Cystoid macular edema (CME) is a rare complication following pediatric cataract surgery, probably because of the healthy retinal vasculature and formed vitreous in children. Ahmadieh et al. evaluated 45 eyes of 31 children undergoing cataract surgery and IOL implantation, using intravenous fluorescein and fundus fluorescein angiography, and did not detect CME in any eye at 6 weeks after surgery [55]. Rao et al. [56] performed a similar evaluation 4 to 6 weeks after surgery, using oral fluorescein and angioscopy, in 25 eyes of children and did not detect CME in any of them. CME occurs with unknown frequency after pediatric cataract extraction, in part due to the difficulty in detecting CME in the pediatric patient because of the challenges of performing macular examination, inability to visualize CME with the indirect ophthalmoscope or RetCam, the sedation issues associated with fluorescein angiography, and the inability of young children to position for ocular coherence tomography (OCT). If detected and visually significant, the treatment should parallel guidelines for adult pseudophakic CME, including topical corticosteroids and non-steroidal anti-inflammatory medications.

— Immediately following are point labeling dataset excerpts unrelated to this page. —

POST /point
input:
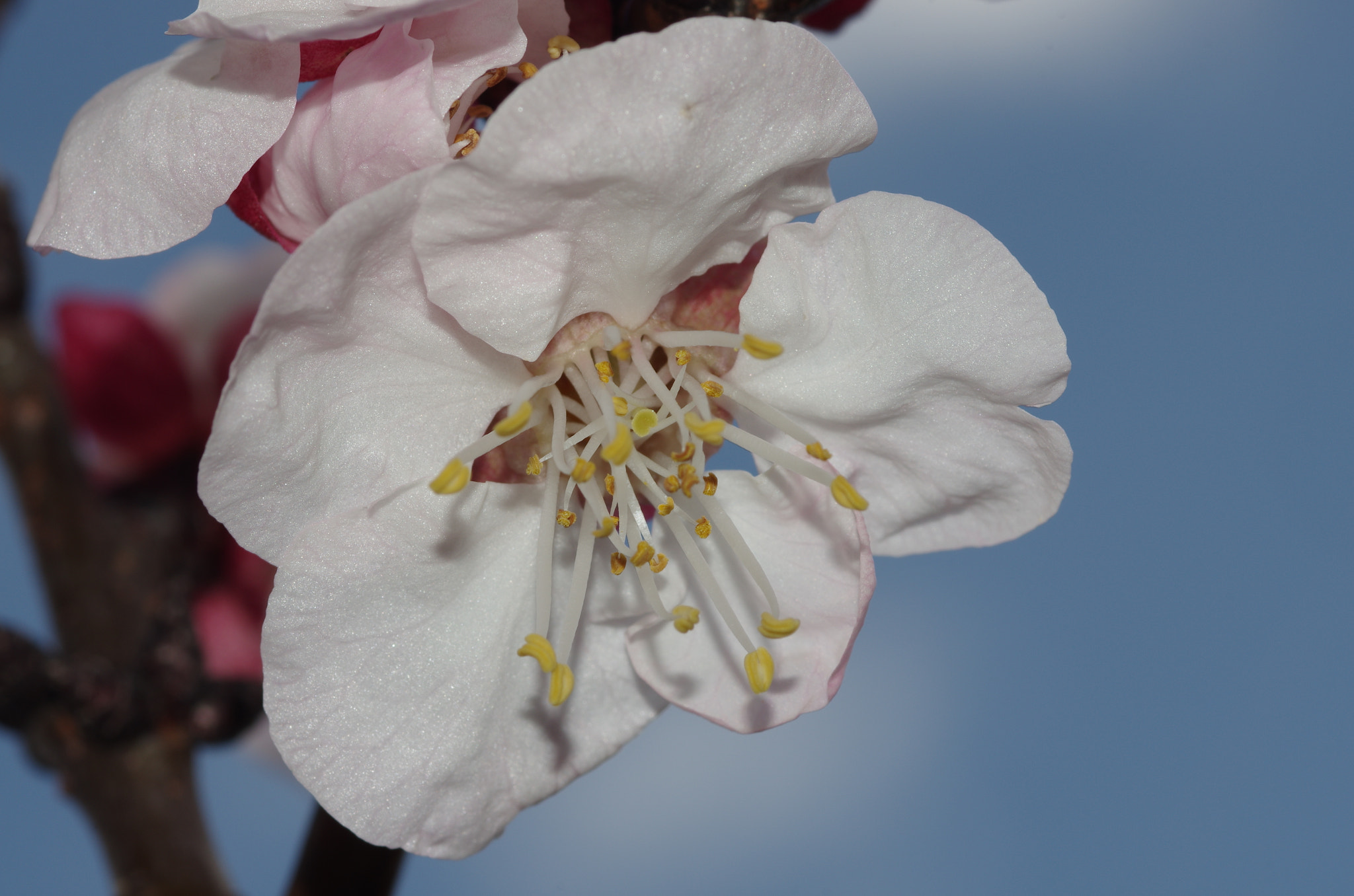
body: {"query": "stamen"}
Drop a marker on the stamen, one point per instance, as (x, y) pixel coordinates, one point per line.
(452, 480)
(847, 496)
(643, 422)
(559, 45)
(772, 627)
(709, 431)
(643, 554)
(760, 669)
(686, 618)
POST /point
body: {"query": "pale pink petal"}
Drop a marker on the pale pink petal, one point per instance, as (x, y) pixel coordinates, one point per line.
(393, 687)
(623, 170)
(302, 19)
(350, 386)
(144, 163)
(374, 122)
(912, 338)
(816, 558)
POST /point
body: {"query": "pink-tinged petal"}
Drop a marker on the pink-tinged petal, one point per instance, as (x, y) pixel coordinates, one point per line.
(912, 339)
(621, 171)
(393, 685)
(350, 386)
(373, 124)
(302, 19)
(543, 19)
(816, 556)
(144, 163)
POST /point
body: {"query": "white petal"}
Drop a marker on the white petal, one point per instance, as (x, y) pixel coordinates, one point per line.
(302, 19)
(350, 386)
(912, 338)
(144, 163)
(621, 171)
(391, 680)
(816, 556)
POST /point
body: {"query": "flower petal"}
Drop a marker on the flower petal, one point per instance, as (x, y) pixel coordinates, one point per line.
(816, 556)
(302, 19)
(621, 171)
(912, 338)
(147, 160)
(393, 684)
(350, 385)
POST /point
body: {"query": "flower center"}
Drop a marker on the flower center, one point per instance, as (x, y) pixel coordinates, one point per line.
(646, 405)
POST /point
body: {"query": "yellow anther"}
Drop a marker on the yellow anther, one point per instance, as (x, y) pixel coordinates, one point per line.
(561, 44)
(760, 669)
(617, 451)
(772, 627)
(469, 134)
(452, 480)
(512, 424)
(539, 649)
(709, 431)
(686, 618)
(762, 350)
(643, 554)
(643, 422)
(847, 496)
(561, 684)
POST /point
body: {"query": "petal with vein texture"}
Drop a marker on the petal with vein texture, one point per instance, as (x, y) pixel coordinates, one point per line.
(913, 338)
(816, 556)
(393, 685)
(350, 385)
(144, 163)
(617, 172)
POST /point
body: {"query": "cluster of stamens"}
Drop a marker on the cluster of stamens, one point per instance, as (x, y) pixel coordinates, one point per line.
(642, 405)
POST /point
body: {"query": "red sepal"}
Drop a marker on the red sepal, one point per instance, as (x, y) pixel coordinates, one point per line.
(321, 59)
(834, 15)
(124, 379)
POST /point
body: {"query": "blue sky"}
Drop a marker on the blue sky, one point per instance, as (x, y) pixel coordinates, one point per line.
(1148, 694)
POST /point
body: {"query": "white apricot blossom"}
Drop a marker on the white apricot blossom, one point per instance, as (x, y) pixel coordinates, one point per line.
(147, 161)
(554, 334)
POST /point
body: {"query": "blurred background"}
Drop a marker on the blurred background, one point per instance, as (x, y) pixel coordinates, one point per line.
(1151, 693)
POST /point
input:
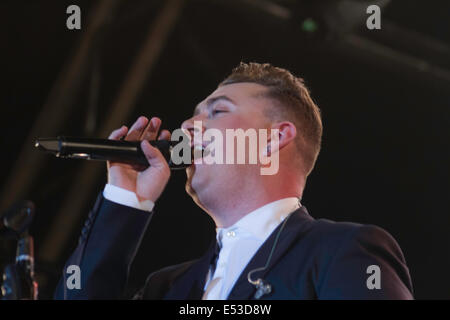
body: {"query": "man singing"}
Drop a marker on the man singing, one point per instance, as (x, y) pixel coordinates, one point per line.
(267, 245)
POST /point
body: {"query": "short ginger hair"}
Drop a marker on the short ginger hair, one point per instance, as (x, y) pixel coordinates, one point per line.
(291, 102)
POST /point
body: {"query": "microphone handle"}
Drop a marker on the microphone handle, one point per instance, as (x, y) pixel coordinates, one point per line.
(109, 150)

To increase safety during wound healing, pediatric cataract surgeons typically place sutures. Since children rub their eyes after surgery and the wounds are prone to leaking, the sutures are placed and tied tight. This can induce large amounts of surgically induced astigmatism in the immediate postoperative period. However, relaxation of a large amount of this suture-induced astigmatism occurs in children having cataract surgery when the wound heals and the Vicryl suture dissolves [57,58,59,60,61,62,63,64,65].

High postoperative myopia can occur with axial eye growth after early IOL implantation. Optical rehabilitation with contact lens, spectacles, or IOL exchange will be necessary. Alternatively, secondary implantation of a piggyback lens in the ciliary sulcus or corneal refractive surgery can be performed. Secondary Artisan phakic IOL for correction of progressive high myopia in a pseudophakic child has also been reported [66]. IATS study reported phthisis bulbi in 1 eye of the 57 who did not receive an IOL [1]. Other rare complication included ptosis [67].

In summary, intraoperative complications are uncommon but occur in pediatric cataract surgery more commonly than in adult surgery. Also, postoperative complications may develop in the early postoperative period or after many years. Therefore, it is crucial to follow children closely on a long-term basis after pediatric cataract surgery.